Por Nara Grossi
Em 1983, o proprietário da livraria Van Damme, de Belo Horizonte, contratou Serpa para o projeto de sua residência. A casa, localizada no bairro das Mangabeiras, foi uma das primeiras da rua, em lote que, na época, não tinha vizinhos construídos.
O terreno está localizado aos pés da Serra do Curral [1]: referência geográfica direcionadora do partido arquitetônico. Assim como na maioria de suas propostas, Serpa contou com as divisas como elemento estruturador do projeto: a casa foi implantada junto a uma das divisas laterais e à divisa de fundos, com volumetria curva que liberou parte do lote na busca por estabelecer um diálogo com a Serra.

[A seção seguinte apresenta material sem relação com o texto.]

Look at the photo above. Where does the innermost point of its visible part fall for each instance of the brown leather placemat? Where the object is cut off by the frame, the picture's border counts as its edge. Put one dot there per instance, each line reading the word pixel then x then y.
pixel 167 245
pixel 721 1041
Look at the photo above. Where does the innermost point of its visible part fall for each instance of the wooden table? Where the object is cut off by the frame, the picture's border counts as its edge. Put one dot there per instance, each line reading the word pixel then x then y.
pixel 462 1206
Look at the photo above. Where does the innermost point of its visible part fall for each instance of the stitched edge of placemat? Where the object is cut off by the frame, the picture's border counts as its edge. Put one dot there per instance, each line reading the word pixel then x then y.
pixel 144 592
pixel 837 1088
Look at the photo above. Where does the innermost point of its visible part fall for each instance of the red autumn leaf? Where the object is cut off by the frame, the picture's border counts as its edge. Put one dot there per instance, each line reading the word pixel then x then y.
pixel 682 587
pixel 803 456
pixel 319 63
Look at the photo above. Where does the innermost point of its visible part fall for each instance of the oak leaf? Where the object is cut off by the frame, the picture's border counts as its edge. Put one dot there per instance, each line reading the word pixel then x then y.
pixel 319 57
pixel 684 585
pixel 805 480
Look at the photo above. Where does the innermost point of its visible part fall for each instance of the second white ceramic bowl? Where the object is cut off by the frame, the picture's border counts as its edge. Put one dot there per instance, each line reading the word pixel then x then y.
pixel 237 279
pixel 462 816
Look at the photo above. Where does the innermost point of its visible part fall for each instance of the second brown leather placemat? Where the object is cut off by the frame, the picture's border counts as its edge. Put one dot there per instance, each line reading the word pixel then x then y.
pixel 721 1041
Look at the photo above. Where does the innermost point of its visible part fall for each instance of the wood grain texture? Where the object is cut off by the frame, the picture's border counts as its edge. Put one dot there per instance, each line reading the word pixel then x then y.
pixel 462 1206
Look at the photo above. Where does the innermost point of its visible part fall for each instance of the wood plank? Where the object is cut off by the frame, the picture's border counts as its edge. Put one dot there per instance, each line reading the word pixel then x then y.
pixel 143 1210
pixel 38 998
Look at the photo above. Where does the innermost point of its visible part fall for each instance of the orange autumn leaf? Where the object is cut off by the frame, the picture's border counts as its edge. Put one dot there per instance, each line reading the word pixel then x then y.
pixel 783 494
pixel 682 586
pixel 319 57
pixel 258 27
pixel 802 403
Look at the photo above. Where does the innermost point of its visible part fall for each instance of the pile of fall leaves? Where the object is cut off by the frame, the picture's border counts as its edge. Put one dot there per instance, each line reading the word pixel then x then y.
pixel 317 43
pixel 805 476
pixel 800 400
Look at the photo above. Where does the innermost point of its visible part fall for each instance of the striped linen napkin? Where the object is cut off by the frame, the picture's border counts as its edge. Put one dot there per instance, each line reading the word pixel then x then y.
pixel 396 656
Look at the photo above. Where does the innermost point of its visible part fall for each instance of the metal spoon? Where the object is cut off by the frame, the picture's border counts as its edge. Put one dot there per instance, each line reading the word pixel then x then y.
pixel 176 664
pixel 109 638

Serpa se apropriou do desnível do terreno para construir uma nova topografia: criou um plano intermediário a partir da cota mais alta do alinhamento da rua, que funcionou como o organizador dos fluxos, da distribuição dos pavimentos e das relações criadas entre exterior e interior. Esse plano configurou o pátio de lazer da casa, construindo um vazio frontal que recebeu o centro irradiador da curva definidora de parte da cobertura.
A solução da cobertura, em estrutura independente de concreto aparente, é a marca forte na apreensão do edifício. É ela quem estabelece o limite de projeção, sobrepondo-se, em curva, aos volumes inferiores, que por sua vez, escapam de sua marcação totalizadora, expandindo as possibilidades de ocupação do espaço.
A independência do traçado curvo é simulada através da criação de um pergolado que solta a cobertura do canto do lote; sob sua projeção foi criado um jardim. Com isso, a iluminação natural participa do interior da casa, que associado ao jardim interno, cria uma ambiência especial ao estar, fortalecendo as relações e interdependências espaciais da residência.
A luz natural, em suas variações ao longo do dia, permeia o pergolado, trazendo movimento ao espaço estático. A partir da área social ela atinge os demais ambientes, direciona o caminho a ser percorrido com mais ou menos intensidade, proporcionando distintas experimentações entre claro e escuro, reinventando as sensações do usuário. É ela a protagonista da percepção espacial.
No interior da residência foram criadas novas topografias, com pavimentos acessados por meios níveis, no intuito de enriquecer a trajetória e dramatizar o percurso. A casa se abre em curva ao visitante, em espaço fluido que não se revela de imediato, mas que se insinua, principalmente pela participação da luz. A área íntima, integrada à área social através de circulação em mezanino, também desfruta da iluminação natural e da vista para a Serra do Curral.
O arquiteto retomou pontos utilizados em vários de seus trabalhos: a cobertura como elemento organizador do espaço e definidor do partido de projeto; apropriação das divisas como forma de tensão do objeto arquitetônico; modulação estrutural; a luz natural como elemento transformador do espaço vivenciado; uso de pergolados e de jardins internos; a rigidez da setorização espacial; o setor de serviços posicionado na parte frontal do lote.
O uso de geometrias estruturou o projeto e abriu possibilidades para um conjunto de estratégias determinantes na percepção do espaço vivenciado. O plano do embasamento organizou a planimetria enquanto a cobertura organizou a volumetria e a proporção do objeto. Elementos que variavam entre cheios e vazios, opacidade e transparência, construíram o objeto a partir dessa sucessão de sobreposições. A definição do edifício se deu pela confluência dessas escolhas e direções.
Serpa entrou em processo de reelaboração formal e conceitual, atingindo maior complexidade na compreensão e investigação do objeto arquitetônico. A geometrização deixou de ser trabalhada como malha reticulada, e passou a funcionar como elemento de tensão e distensão espacial, fruto da evolução de uma trajetória que vai se tornando mais clara, à medida que se familiariza com sua produção.
A residência Van Damme representa a síntese dos projetos do arquiteto, projetada quando Serpa estava com quarenta anos. Afirma pontos abordados por ele ao longo de sua trajetória, ao mesmo tempo em que reinterpreta as possibilidades e intenções do arquiteto a partir de um novo momento de discussão da arquitetura brasileira.
NOTAS:
[1] A Serra do Curral foi escolhida como símbolo de Belo Horizonte, em 1995. Delimita a cidade a leste e faz parte da área de preservação ambiental do Parque das Mangabeiras.
Nara Grossi é arquiteta graduada pela UFMG e mestre pela FAUUSP. É sócia diretora da Gema Arquitetura, com escritórios em Belo Horizonte e São Paulo.